We’ve put an example project on Github here. that shows how to make a quiet Master-Detail app using UISplitViewController and a storyboard.
Xcode generates a Master-Detail project from its built-in templates, but there are a few behaviors in that project that can be improved.
The UISplitViewController Class Reference states that
When designing your split view interface, it is best to install primary and secondary view controllers that do not change. A common technique is to install navigation controllers in both positions and then push and pop new content as needed. Having these types of anchor view controllers makes it easier to focus on your content and let the split view controller apply its default behavior to the overall interface.
But in Apple’s standard template using UISplitViewController in a storyboard, the Show Detail segue creates a new instance of the secondary view controller every time you tap an item in the primary UITableView to select it.
Good apps are quiet - they don’t perform unneeded operations. So can we avoid all this activity around the DetailViewController?
Yes, we can!

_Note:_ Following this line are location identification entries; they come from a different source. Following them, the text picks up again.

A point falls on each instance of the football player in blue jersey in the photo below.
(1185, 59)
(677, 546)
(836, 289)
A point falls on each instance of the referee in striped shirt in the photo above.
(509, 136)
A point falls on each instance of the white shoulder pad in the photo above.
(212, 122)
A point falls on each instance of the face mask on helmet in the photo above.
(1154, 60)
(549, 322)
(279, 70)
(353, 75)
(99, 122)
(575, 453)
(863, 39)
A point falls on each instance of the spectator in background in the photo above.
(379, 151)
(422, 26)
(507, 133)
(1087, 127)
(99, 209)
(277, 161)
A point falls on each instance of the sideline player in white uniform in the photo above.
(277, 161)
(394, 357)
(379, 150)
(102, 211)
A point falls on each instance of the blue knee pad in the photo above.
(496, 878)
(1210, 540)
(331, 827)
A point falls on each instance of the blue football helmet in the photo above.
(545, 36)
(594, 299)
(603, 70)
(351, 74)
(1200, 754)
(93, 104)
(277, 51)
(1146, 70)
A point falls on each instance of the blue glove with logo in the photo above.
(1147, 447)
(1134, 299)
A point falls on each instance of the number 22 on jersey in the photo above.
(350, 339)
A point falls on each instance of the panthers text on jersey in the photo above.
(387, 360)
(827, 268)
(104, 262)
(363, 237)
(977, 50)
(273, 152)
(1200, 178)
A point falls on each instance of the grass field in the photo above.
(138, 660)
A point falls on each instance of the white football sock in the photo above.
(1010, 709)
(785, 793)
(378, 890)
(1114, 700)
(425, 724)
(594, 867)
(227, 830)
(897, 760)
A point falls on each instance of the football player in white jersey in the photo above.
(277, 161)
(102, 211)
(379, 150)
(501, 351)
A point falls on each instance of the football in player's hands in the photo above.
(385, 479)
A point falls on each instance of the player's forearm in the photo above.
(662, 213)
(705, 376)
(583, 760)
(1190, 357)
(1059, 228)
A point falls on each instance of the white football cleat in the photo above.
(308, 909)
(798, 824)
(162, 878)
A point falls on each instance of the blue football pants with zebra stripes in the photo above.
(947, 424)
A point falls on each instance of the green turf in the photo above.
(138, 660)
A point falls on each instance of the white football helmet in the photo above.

By using view containment, we make a single copy of the TrueDetailViewController whose contents are updated by the Show Detail segue.
We can further reduce unnecessary operations with appropriate use of the shouldPerformSegueWithIdentifier and a UISplitViewControllerDelegate method that checks whether or not any items are selected in the master view.
Our example does the following:
Creates a single, persistent TrueDetailViewController owned by the MasterViewController
Makes the MasterViewController the UISplitViewControllerDelegate and only allows it to discard the secondary view controller in splitViewController: collapseSecondaryViewController: ontoPrimaryViewController: when no row is selected, or no object has been set for TrueDetailViewController
When a new DetailViewController is created by a segue, adds the TrueDetailViewController to it as a child controller
Adds shouldPerformSegueWithIdentifier() method to suppress the segue when the user taps the same item and a view controller is already displayed.
Suppresses the segue and updates the TrueDetailViewController when the UISplitViewController is not in the collapsed state.
We display the hash IDs and creation dates of both the DetailViewController and the child TrueDetailViewController so you can see their behavior as you create and tap items in the master list.
Allocate a (possibly very) complex detail view controller every time a new item is selected
Allocate detail controllers whether you need them or not
Allocate a (possibly very) complex detail view controller ONCE
Allocate a simple view controller in the segue when needed, and use view controller containment to insert the persistent complex view controller as a child controller.
Avoid the segue in situations where it is not needed
Note for Testing
The iPhone 6 Plus, real or simulated, is great for testing this app as you can see all the possible split view cases on one device.
On an iPad, there should be only one or two segues performed, depending on what orientation you start in.